O'Connell le pasó un Pall Mall, señaló el paquete de cartas casi deshecho, y lo interrogó con un gesto.

– ¿Esto? -la voz del inglés sonó fanfarrona-. Los Manuscritos del Mar Muerto, colega. Parece que los argies quieren traer la guerra hasta acá.

O'Connell miró otra vez y no tuvo dudas de que era el mismo paquete que el ruso le había quitado unas horas antes.

– ¿Adonde vamos con tanto apuro? La embajada es para el otro lado -protestó el capitán Standford.

El irlandés señaló adelante, e hizo como si disparara un revólver.

– No sea necio, si fuera por ustedes los rusos ya estarían paseándose por Las Vegas. En Washington piensan que los argentinos van a hacer la guerra solos, ¿no? -cerró el vidrio y encendió el aire acondicionado-. ¡Dios, así vamos a terminar comiéndonos entre nosotros!
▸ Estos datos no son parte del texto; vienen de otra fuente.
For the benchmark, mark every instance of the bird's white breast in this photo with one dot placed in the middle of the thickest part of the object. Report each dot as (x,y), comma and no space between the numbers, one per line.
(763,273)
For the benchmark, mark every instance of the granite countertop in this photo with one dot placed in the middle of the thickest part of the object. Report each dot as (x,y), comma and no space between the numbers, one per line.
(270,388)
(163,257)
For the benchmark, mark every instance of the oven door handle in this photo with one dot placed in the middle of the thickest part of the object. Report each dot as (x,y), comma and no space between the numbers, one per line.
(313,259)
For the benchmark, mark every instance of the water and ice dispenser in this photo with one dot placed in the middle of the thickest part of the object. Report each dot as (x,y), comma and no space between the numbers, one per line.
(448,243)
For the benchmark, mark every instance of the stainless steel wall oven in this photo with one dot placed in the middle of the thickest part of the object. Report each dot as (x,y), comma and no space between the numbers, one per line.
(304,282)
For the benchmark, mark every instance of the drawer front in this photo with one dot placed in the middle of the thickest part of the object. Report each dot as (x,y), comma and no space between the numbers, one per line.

De pronto, O'Connell vio que el camión, que no tenía luces de señalización, salía de la ruta y se metía en la selva. Levantó el pie del acelerador y la caja automática fue frenando el motor. Encendió los faros largos y vio un sendero de barro que se insinuaba junto al pavimento. Dobló como pudo y el coche se meneó entre el follaje hasta que las ruedas se hundieron en un charco. Standford había extendido los brazos y se apoyaba contra el tablero.

– ¡Oiga, qué hace! -gritó y perdió el cigarrillo. O'Connell intentó una maniobra a ciegas y el Cadillac empezó un trompo suave y silencioso hasta que dio de cola contra una palmera.

– ¡Maravilloso! -dijo el inglés y guardó la pistola-. Si en la CÍA son todos como usted es fácil entender por qué Fidel Castro sigue vivo.

O'Connell dio la vuelta corriendo por detrás del auto y abrió la puerta de Standford, que estaba juntando algunas cartas del piso.

Hubiera querido decirle que ya se encontraban en territorio libre de Bongwutsi, en África socialista, pero no le salió una palabra. De rabia, arrancó la bandera qué colgaba sobre el guardabarros, la tiró al suelo y le empezó a saltar encima. Standford lo miró con una mezcla de pena e indignación y pensó que por culpa de ese imbécil tendría que volver hasta la embajada a pie y sin impermeable.